La humildad del sabio




¿Será que cada vez hay menos sabios en nuestra sociedad? Lo digo porque una de las cualidades que se les atribuye, la de saber rectificar, brilla por su ausencia. Salvo algunos honrosos ejemplos que solo vemos en la aparentemente trasnochada sociedad oriental, nadie que se precie se digna hoy en día a reconocer sus errores, y menos públicamente. Las palabras se las lleva el viento y la amnesia viene a reemplazarlas. Si errar es humano (en esto parece que todos estamos de acuerdo, sobre todo el que yerra, quizá  porque es la mejor de las excusas), ¿por qué hay tanto reparo en reconocer nuestros errores? Parece que sólo se equivocan los demás, que por eso son unos inútiles. Se ve la paja en el ojo ajeno pero no la viga en el propio.

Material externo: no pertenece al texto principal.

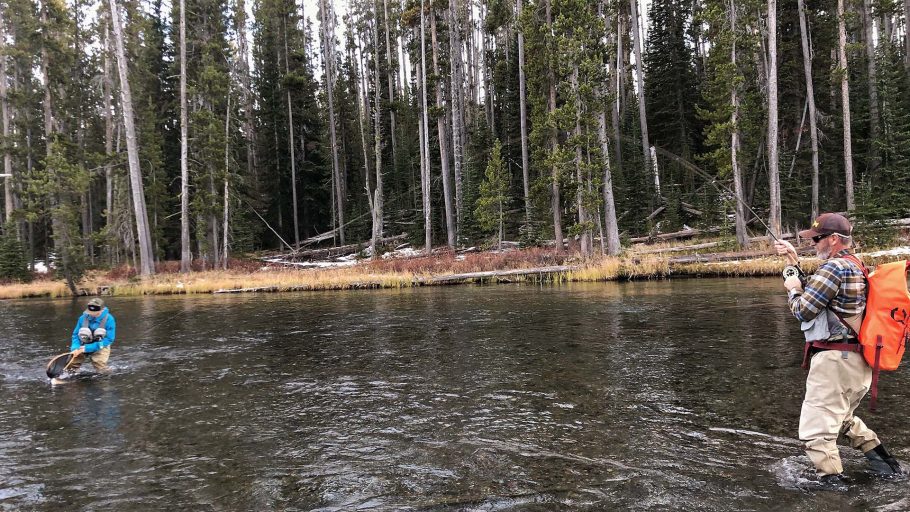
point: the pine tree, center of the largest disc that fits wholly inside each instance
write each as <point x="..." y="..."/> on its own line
<point x="492" y="204"/>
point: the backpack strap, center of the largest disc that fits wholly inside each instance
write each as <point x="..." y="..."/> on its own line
<point x="879" y="343"/>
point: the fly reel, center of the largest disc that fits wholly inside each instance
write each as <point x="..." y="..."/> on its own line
<point x="794" y="271"/>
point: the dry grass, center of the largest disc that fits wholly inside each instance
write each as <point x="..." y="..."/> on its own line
<point x="406" y="272"/>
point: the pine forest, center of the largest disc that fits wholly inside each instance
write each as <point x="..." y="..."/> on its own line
<point x="199" y="130"/>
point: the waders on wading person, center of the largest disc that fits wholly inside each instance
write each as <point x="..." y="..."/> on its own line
<point x="92" y="338"/>
<point x="830" y="305"/>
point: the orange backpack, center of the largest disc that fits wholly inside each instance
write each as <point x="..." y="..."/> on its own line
<point x="884" y="333"/>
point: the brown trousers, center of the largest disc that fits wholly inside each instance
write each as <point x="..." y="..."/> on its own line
<point x="837" y="383"/>
<point x="98" y="359"/>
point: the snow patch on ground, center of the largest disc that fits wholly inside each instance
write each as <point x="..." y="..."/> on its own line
<point x="344" y="261"/>
<point x="403" y="252"/>
<point x="897" y="251"/>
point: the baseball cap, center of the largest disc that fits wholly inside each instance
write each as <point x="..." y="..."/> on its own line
<point x="827" y="224"/>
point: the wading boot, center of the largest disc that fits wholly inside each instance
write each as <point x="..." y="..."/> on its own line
<point x="882" y="463"/>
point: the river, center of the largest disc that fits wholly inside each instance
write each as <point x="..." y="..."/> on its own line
<point x="664" y="395"/>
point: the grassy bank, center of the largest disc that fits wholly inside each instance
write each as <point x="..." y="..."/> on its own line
<point x="635" y="263"/>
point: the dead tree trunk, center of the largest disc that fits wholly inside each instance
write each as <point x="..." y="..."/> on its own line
<point x="810" y="99"/>
<point x="146" y="256"/>
<point x="742" y="236"/>
<point x="556" y="202"/>
<point x="845" y="103"/>
<point x="773" y="161"/>
<point x="328" y="36"/>
<point x="523" y="114"/>
<point x="441" y="131"/>
<point x="186" y="251"/>
<point x="642" y="111"/>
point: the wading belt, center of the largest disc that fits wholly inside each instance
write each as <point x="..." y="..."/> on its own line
<point x="812" y="347"/>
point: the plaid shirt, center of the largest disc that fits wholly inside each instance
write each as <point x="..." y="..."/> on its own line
<point x="838" y="283"/>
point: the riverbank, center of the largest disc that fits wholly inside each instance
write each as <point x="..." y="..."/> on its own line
<point x="528" y="265"/>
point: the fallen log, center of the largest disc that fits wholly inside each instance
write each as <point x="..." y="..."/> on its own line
<point x="706" y="245"/>
<point x="498" y="274"/>
<point x="418" y="281"/>
<point x="330" y="252"/>
<point x="686" y="233"/>
<point x="731" y="256"/>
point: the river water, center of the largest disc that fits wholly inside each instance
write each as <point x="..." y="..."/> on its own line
<point x="668" y="395"/>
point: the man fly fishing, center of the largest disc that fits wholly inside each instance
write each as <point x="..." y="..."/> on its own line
<point x="830" y="305"/>
<point x="92" y="338"/>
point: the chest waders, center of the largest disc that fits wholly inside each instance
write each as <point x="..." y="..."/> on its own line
<point x="86" y="335"/>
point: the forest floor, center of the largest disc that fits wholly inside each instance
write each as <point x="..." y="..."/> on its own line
<point x="405" y="267"/>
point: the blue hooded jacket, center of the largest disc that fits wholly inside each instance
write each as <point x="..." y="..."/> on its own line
<point x="93" y="323"/>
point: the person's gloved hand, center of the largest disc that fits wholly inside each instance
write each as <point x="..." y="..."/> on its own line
<point x="793" y="282"/>
<point x="785" y="248"/>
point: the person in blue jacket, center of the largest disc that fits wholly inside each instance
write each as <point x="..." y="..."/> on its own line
<point x="92" y="338"/>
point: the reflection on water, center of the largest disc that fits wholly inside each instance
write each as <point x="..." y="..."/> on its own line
<point x="630" y="396"/>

Pero lo peor es que la falta de rectificación no se debe a la vergüenza (sentimiento humano y comprensible) de tener que reconocer públicamente que uno se ha equivocado. No, lo verdaderamente lamentable es que el motivo de esa omisión es el orgullo, la soberbia, al no querer reconocer un fallo y perder, con esa actitud, el prestigio, el dominio, la superioridad de los que viven en su particular torre de marfil.

No me interesan los sabios orgullosos. Para mí no hay nada ni nadie mejor que un sabio humilde. Así que prefiero sustituir lo de “rectificar es de sabios” por algo así como “el sabio humilde es dos veces sabio”.

Así pues, si la humildad es un bien escaso, como creo, la sabiduría también está en crisis.